Documentation

Contents
Contents
Contents
Contents

Experience Score


The experience score is a single view that shows the current and past status of all devices, users, and applications monitored by uberAgent.

The score is evaluated every full and half hour. It ranges from zero to ten. The higher the better. Scores from zero to four are highlighted in red, scores from four to seven in yellow, and scores from seven to ten in green. The experience score is currently available for uberAgent UXM.

Experience Score Dashboard

The experience score dashboard is the new entry point of the uberAgent UXM Splunk app. It calculates and visualizes experience scores for the entire estate, breaking the data down by category and component, highlighting components where potential issues are originating from.

The dashboard also provides quick access to important KPIs like logon duration, application responsiveness, or application errors.

Overall Score

On the left in the first row one can see the overall score and the trend compared to yesterday. On the right the score development over time is visualized.

Machine, User Session, and Application Scores

The overall score derives from three categories:

  • Machine score: quality indicator for machine performance and health
  • User session score: quality indicator for user session performance and health
  • Application score: quality indicator for application performance and health

The charts show a trend indicator for the last day as well as a sparkline for the last seven days.

Score Components

Each category is calculated by different components. Components differ per category. For example, Stop errors is a component solely for the machine category, while the Protocol latency component is only part of the user session category. There are also common components, like CPU or RAM.

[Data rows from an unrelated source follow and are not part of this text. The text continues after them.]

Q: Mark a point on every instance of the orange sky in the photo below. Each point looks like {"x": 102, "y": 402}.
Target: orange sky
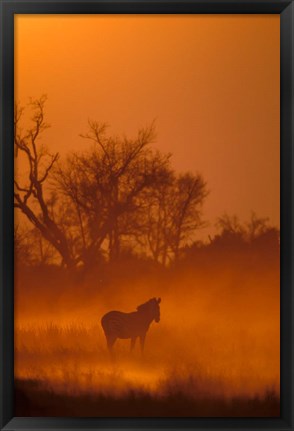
{"x": 211, "y": 83}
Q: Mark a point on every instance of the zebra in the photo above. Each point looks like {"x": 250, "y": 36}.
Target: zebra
{"x": 117, "y": 324}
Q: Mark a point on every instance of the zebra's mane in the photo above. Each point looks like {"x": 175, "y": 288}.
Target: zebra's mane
{"x": 145, "y": 305}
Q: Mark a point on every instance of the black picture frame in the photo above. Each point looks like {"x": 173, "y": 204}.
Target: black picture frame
{"x": 10, "y": 7}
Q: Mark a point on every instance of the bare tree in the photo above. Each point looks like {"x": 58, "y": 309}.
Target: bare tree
{"x": 174, "y": 214}
{"x": 104, "y": 186}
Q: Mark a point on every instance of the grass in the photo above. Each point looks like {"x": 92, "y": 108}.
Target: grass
{"x": 65, "y": 370}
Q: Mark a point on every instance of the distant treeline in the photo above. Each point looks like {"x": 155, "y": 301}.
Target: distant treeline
{"x": 119, "y": 199}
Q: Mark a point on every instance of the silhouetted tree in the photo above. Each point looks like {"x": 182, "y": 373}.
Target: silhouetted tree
{"x": 29, "y": 195}
{"x": 174, "y": 214}
{"x": 104, "y": 186}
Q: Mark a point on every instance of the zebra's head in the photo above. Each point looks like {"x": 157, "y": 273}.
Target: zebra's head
{"x": 152, "y": 308}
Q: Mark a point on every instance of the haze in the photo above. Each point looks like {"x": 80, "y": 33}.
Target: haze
{"x": 210, "y": 82}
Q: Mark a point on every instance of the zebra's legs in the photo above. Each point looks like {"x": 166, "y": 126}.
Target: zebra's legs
{"x": 133, "y": 342}
{"x": 142, "y": 342}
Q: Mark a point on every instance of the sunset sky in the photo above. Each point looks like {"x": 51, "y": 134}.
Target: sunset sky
{"x": 210, "y": 82}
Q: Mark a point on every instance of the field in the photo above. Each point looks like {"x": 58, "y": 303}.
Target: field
{"x": 218, "y": 357}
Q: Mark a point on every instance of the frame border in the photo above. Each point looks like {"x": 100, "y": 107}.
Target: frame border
{"x": 7, "y": 10}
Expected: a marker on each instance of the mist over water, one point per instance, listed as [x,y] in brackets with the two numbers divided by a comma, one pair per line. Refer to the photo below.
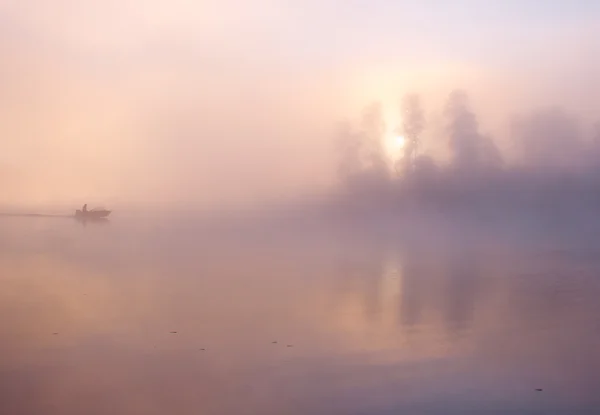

The categories allow to see issues in an environment and the components unveil the cause or causes. In the screenshot above, the low machine score is caused by a lot of stop errors.


In that case, checking the Stop Errors (Blue Screen & Power Loss) dashboard in the Machine menu shows the problematic machines.

Analyzing Individual Machines, User Sessions, and Applications

The tables for individual machines, user sessions, and applications are showing the lowest 20 scores seen today. These items may need attention the most. Click on an item in the table to get a drilldown.

A new chart opens showing the components over time for that item. That allows to see when the issue or the issues started. To analyze the item in detail, click on the troubleshoot button, which redirects to a new page.

More Details

Scores might be not enough to get an overview. One may want to see real numbers, for example login times, to get a better understanding of the performance.

Click on the plus sign next to the More details title to reveal charts with more details. Click an item of interest to get a drilldown.

Score Calculation

Component scores are evaluated every full and half hour for the last 30 minutes. Calculations are done for a span of three minutes, resulting in 10 sections (30 minutes/3 minutes = 10). If a section is above a threshold, a threshold counter is incremented.

Each score has two thresholds. One for low severity, one for high severity. Each threshold has a weight.

A score is calculated as follows: 10 – (Low severity threshold counter x low severity threshold weight + high severity threshold counter x high severity threshold weight)

Example 1: three sections above the low severity threshold as well as a weight of 0.5. The score would be: 10 – (3 x 0.5) = 8.5
Example 2: three sections above the low severity threshold (weight = 0.5) and two sections above the high severity threshold (weight = 1). The score would be: 10 – (3 x 0.5 + 2 x 1) = 6.5

Note the following: the higher the weight, the lower the score.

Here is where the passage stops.